Gated Deployments: addressing the complexity of schema deployments at scale
By Shlomi Noach |
Today we introduce Gated Schema Deployments, which help us think of schema changes as more of atomic operations, solve the complexity of making changes across a sharded database, and answer one of the most common requests from our users. Let’s first understand what the deployment complexity is.
PlanetScale already offers non-blocking schema changes. You make some schema changes in your development branch, you submit a deployment request, it gets approved, and each change is then applied, non-intrusively, to your production database. Some deployments take mere seconds and some take hours, based on the size of the affected tables and based on the production workload.
The problem begins with multi-dimensional deployments. With these, you will either have multiple schema changes in the same deployment, or have a single change deployed over a multi-sharded database, or both.
The multi-change dimension
A schema deployment may contain multiple changes. Those will often correlate to each other. E.g., a new table is added, and a new column is added in an existing table, that refers to the PRIMARY KEY
column of the new table. Or, maybe a new type of data is added (e.g., a location), that applies to many tables, and so multiple tables are modified.
The common practice to deploy multiple changes is to run them one at a time. A CREATE TABLE
is a simple and lightweight enough of an operation, but an ALTER TABLE
change is frequently heavyweight, and running multiple of those in parallel can hog your database. But running one migration at a time also creates a bit of discrepancy. Some of your changes may have been applied, some not. And should anything go wrong in the duration of the deployment, you’re left with a half-baked change.
With Gated Deployments, PlanetScale applies all changes as closely as possible, seconds apart from each other. In order to do that, it may run some migrations in parallel, but without exhausting database resources. Consider two ALTER TABLE
changes over two large tables. The bulk work is copying over the existing table data, which is done sequentially per table. But tailing the changelog and applying the ongoing changes can be done in parallel.

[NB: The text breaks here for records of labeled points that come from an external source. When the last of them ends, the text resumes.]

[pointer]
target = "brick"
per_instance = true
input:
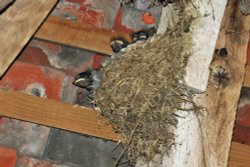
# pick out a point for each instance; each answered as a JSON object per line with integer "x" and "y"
{"x": 84, "y": 14}
{"x": 8, "y": 157}
{"x": 72, "y": 60}
{"x": 27, "y": 138}
{"x": 118, "y": 26}
{"x": 77, "y": 1}
{"x": 73, "y": 148}
{"x": 248, "y": 52}
{"x": 22, "y": 76}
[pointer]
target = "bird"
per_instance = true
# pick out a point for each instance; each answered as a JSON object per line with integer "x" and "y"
{"x": 89, "y": 80}
{"x": 117, "y": 44}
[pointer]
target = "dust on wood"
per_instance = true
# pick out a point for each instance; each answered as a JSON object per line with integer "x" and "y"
{"x": 144, "y": 87}
{"x": 221, "y": 97}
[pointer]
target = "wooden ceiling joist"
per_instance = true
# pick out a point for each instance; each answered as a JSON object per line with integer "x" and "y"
{"x": 54, "y": 114}
{"x": 79, "y": 35}
{"x": 246, "y": 82}
{"x": 18, "y": 23}
{"x": 81, "y": 120}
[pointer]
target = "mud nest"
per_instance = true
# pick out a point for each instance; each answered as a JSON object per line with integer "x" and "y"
{"x": 143, "y": 88}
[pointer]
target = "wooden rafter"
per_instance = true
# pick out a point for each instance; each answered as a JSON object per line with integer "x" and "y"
{"x": 79, "y": 35}
{"x": 18, "y": 24}
{"x": 55, "y": 114}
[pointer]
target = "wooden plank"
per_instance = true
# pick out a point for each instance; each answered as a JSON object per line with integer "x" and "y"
{"x": 204, "y": 140}
{"x": 18, "y": 24}
{"x": 78, "y": 35}
{"x": 197, "y": 70}
{"x": 82, "y": 120}
{"x": 4, "y": 4}
{"x": 239, "y": 155}
{"x": 55, "y": 114}
{"x": 246, "y": 82}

We run as much of the bulk work as possible upfront, sequentially, and then run the more lightweight work in parallel. We thus maintain multiple schema changes at once, ongoing. Once all changes are in good shape, we complete the migrations as closely as possible. While not strictly atomically, the deployment can be considered more atomic; up till the final stage, no change is reflected in production. In fact, the deployment may be canceled at any point up until its completion time.
The multi-shard dimension
As your database scales, you want to address a new, multi-sharded dimension. By design, a multi-sharded database acts as though it were a monolith, and yet the shards are independent of each other. This has important benefits such as resource allocation or minimization of the blast radius when anything goes wrong. But it also raises new challenges: how do you keep the schema in sync across shards?
Different shards work under different workloads, and may run a schema migration to completion minutes to possibly hours apart. A multi-sharded database where different shards have different schemas can be either inconsistent in performance, or outright inconsistent in design.
Our gated deployments minimize that gap period, by tracking the progress of a schema deployment across all shards and holding off the final switch to the new schema until all shards are ready. The switch then takes place almost simultaneously (though not atomically) on all shards.
Solving the most requested schema revert feature: controlled gated deployments
PlanetScale offers a powerful flow: the ability to revert a deployment. A way to revert to the previous schema, but without losing any data accumulated in the interim. When a deployment completes, PlanetScale offers a 30 minute window in which it’s possible to revert, if needed.
The most common questions around our schema revert feature revolves about that time limit: “why 30 minutes?”, “What happens if the deployment completes at 2:00am over the weekend, and I can’t access my laptop in time?”, “Can we have better control over the timings?”
Responding to these questions, Gated Deployments now allow users to choose the deployment completion time at their discretion. By default, deployments auto-complete when ready, and this is great for most cases, and clears up the deployment queue. However, if the user so chooses, they may uncheck the "Auto-apply" box.
The deployment now stages all changes and runs all long-running tasks. When all changes are ready, the deployment awaits the user to hit the "Apply changes" button. With no input from the user, the deployment will just keep on running in the background, always keeping up to date with data changes.
For example, a deployment with three ALTER
statements over large tables may take a day to run. It may be 2:00am on the weekend when it finally completes the hard work of copying the dataset. But it won’t apply the changes: the deployment will just keep on syncing and responding to ongoing changes like any INSERT
, DELETE
or UPDATE
on the relevant tables. Come Monday morning, when the developer is at their desk and fully prepared to begin their work week, they may click the “Apply changes” button. The deployment then completes, and the 30 minute window for schema reverts starts ticking, all while the developer is in control of the situation.
Try it out
This release of Gated Deployments brings us another step closer to our goal of a more modern and cohesive development flow, where schema changes happen alongside application development, not in isolation.